Unifying Scientific Communication: Fine-Grained Correspondence Across Scientific Media
Authors: Megha Mariam K. M, Vineeth N. Balasubramanian, C. V. Jawahar
Venue: CVPR
First: 2026-05-07T08:04:50+00:00 · Latest: 2026-05-07T08:04:50+00:00
Comments: Accepted at IEEE/CVF Conference on Computer Vision and Pattern Recognition (CVPR) 2026
Abstract
The communication of scientific knowledge has become increasingly multimodal, spanning text, visuals, and speech through materials such as research papers, slides, and recorded presentations.

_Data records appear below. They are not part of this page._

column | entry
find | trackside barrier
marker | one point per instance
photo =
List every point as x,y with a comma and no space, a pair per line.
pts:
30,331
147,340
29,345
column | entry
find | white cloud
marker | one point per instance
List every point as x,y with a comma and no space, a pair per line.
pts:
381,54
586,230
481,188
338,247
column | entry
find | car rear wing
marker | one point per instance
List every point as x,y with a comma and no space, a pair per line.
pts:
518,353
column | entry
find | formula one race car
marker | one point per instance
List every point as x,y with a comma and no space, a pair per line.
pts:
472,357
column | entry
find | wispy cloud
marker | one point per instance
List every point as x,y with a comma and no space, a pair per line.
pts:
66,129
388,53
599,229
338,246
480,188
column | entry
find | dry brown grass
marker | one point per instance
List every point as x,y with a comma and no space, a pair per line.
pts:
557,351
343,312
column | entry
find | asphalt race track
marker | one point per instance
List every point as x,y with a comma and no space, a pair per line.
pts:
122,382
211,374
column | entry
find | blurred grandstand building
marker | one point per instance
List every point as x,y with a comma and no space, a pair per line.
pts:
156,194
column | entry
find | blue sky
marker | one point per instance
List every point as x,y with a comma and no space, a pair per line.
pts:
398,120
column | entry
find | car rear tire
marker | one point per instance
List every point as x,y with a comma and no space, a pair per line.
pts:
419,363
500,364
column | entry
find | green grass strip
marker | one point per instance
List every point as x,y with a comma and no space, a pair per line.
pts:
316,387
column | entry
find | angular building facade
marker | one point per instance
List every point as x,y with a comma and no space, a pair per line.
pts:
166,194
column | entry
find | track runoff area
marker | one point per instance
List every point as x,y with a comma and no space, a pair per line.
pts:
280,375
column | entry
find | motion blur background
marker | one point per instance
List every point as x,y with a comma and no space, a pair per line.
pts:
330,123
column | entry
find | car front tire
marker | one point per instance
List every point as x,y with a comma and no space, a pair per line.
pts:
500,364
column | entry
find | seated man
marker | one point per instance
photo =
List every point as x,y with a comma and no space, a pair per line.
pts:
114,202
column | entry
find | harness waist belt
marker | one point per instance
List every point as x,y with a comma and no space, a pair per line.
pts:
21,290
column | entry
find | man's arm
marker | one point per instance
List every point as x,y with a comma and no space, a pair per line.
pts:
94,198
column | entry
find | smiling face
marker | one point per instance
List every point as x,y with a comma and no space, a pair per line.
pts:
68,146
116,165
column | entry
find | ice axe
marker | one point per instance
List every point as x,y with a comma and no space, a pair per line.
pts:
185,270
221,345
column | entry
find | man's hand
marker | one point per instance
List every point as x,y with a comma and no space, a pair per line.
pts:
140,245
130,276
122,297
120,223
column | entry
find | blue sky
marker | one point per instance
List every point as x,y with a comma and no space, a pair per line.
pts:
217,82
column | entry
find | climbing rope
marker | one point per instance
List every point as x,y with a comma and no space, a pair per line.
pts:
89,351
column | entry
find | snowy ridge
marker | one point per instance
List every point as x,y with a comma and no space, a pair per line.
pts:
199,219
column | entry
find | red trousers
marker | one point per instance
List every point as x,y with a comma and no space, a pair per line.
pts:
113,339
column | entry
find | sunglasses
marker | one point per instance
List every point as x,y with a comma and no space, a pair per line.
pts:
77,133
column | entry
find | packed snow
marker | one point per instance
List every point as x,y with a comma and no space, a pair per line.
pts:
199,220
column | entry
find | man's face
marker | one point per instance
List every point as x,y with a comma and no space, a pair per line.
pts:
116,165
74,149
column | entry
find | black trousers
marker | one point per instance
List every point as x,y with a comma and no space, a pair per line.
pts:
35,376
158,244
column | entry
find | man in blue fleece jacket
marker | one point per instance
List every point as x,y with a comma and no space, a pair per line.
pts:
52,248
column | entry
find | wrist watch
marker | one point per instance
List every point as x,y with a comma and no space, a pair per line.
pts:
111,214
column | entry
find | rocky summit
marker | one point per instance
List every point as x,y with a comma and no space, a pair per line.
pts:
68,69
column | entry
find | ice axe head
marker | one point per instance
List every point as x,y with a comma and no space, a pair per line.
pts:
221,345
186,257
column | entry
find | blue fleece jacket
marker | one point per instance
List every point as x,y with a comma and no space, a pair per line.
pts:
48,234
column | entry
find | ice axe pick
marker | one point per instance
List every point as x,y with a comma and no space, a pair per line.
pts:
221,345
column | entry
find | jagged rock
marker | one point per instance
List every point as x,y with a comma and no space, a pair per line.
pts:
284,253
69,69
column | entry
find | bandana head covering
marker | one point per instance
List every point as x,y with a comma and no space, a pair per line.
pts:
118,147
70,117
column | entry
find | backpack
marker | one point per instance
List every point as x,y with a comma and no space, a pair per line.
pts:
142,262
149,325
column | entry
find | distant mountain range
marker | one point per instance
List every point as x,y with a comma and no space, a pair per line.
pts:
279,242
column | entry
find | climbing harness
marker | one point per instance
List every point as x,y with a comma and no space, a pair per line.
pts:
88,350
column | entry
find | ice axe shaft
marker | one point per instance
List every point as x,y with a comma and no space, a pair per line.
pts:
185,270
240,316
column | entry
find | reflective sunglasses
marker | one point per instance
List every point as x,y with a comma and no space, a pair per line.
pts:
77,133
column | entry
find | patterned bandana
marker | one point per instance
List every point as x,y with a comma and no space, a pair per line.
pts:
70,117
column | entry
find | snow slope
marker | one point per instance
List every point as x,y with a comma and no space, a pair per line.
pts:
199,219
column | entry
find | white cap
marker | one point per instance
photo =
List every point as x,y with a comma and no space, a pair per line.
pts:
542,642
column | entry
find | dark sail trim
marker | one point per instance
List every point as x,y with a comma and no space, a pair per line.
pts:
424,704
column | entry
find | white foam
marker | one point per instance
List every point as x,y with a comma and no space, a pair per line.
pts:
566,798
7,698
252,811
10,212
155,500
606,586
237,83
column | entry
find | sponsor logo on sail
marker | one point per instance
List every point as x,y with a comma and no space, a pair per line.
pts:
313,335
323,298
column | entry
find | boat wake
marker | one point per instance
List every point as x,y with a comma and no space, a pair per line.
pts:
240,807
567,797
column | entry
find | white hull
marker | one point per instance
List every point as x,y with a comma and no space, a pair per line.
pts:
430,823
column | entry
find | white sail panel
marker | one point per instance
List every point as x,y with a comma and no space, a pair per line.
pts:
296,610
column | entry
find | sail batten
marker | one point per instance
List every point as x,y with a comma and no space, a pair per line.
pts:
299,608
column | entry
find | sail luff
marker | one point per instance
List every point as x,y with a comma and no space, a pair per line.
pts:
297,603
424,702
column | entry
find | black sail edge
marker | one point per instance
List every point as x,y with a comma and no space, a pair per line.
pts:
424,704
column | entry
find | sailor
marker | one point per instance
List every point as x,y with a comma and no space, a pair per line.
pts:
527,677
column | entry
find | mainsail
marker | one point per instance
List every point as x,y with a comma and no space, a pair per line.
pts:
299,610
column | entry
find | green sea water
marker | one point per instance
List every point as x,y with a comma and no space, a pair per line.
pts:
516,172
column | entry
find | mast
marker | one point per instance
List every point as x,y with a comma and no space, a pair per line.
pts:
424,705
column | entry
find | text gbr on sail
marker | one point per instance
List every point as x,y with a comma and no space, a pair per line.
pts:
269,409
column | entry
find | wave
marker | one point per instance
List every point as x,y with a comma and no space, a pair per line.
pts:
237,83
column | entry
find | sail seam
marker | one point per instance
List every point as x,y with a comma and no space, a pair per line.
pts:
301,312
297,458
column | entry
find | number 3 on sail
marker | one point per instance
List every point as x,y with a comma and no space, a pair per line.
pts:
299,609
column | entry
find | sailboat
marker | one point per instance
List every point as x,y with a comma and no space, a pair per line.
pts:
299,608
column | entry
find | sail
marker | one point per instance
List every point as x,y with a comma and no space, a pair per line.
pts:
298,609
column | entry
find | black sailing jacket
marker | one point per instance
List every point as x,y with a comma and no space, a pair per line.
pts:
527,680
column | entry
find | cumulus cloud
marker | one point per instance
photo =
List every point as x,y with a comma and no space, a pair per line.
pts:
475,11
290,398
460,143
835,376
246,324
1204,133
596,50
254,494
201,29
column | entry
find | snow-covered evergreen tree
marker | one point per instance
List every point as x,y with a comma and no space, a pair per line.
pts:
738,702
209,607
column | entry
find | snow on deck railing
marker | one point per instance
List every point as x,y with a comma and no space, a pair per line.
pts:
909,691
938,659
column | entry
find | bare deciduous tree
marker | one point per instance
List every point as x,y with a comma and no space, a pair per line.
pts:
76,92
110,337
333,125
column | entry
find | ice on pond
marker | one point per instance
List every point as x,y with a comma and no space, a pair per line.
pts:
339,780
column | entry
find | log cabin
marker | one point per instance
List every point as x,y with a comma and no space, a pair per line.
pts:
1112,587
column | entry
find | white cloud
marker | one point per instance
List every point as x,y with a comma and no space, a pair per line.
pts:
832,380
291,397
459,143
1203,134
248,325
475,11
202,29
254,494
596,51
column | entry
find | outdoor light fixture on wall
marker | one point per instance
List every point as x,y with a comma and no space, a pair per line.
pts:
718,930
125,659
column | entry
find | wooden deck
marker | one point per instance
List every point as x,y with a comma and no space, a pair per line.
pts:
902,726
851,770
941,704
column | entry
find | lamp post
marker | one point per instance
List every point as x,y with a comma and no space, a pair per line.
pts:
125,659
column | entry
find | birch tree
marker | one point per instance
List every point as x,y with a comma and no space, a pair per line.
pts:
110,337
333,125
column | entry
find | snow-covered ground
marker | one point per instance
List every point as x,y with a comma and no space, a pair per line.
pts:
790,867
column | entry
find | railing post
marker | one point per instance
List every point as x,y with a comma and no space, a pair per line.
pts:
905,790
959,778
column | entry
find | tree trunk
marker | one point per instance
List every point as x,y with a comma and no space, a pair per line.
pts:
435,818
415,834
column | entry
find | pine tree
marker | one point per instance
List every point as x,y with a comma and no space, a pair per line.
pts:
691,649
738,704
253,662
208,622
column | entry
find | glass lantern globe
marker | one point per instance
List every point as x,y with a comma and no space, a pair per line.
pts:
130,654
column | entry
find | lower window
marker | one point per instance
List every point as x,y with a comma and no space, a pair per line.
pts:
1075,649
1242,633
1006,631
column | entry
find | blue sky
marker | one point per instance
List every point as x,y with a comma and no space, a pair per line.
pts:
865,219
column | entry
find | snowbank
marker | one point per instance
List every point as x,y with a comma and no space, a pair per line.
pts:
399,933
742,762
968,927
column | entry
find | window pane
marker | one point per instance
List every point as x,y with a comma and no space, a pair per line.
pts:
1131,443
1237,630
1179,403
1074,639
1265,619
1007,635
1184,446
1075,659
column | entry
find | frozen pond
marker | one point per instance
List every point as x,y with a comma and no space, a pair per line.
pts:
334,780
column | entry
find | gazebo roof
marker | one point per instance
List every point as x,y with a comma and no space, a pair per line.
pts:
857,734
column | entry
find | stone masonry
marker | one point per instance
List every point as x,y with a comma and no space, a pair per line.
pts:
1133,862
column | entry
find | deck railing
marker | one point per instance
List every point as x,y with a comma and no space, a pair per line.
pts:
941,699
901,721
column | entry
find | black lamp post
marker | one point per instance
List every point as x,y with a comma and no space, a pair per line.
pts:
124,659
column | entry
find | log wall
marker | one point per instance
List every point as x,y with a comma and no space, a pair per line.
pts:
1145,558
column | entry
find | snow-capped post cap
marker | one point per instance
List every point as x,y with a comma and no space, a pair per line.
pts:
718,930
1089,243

These different representations collectively convey a study's reasoning, results, and insights, offering complementary perspectives that enrich understanding. However, despite their shared purpose, such materials are rarely connected in a structured way. The absence of explicit links across formats makes it difficult to trace how concepts, visuals, and explanations correspond, limiting unified exploration and analysis of research content. To address this gap, we introduce the Multimodal Conference Dataset (MCD), the first benchmark that integrates research papers, presentation videos, explanatory videos, and slides from the same works. We evaluate a range of embedding-based and vision-language models to assess their ability to discover fine-grained cross-format correspondences, establishing the first systematic benchmark for this task. Our results show that vision-language models are robust but struggle with fine-grained alignment, while embedding-based models capture text-visual correspondences well but equations and symbolic content form distinct clusters in the embedding space. These findings highlight both the strengths and limitations of current approaches and point to key directions for future research in multimodal scientific understanding. To ensure reproducibility, we release the resources for MCD at https://github.com/meghamariamkm2002/MCD
Summary / 总结
The paper addresses the challenge of connecting different scientific representations such as papers, slides, and videos, which are rarely linked in a structured way. It introduces the Multimodal Conference Dataset (MCD) and evaluates various models to find fine-grained correspondences, showing that vision-language models are robust but struggle with fine-grained alignment, while embedding-based models excel in capturing text-visual correspondences but have difficulty with equations and symbolic content.
论文解决了不同科学表示形式(如论文、幻灯片和视频)很少以结构化方式链接的问题。它引入了多模态会议数据集(MCD),并评估了各种模型以找到细粒度对应关系,结果显示视觉语言模型虽然稳健但难以实现细粒度对齐,而嵌入式模型在捕捉文本-视觉对应关系方面表现出色,但在处理公式和符号内容时存在困难。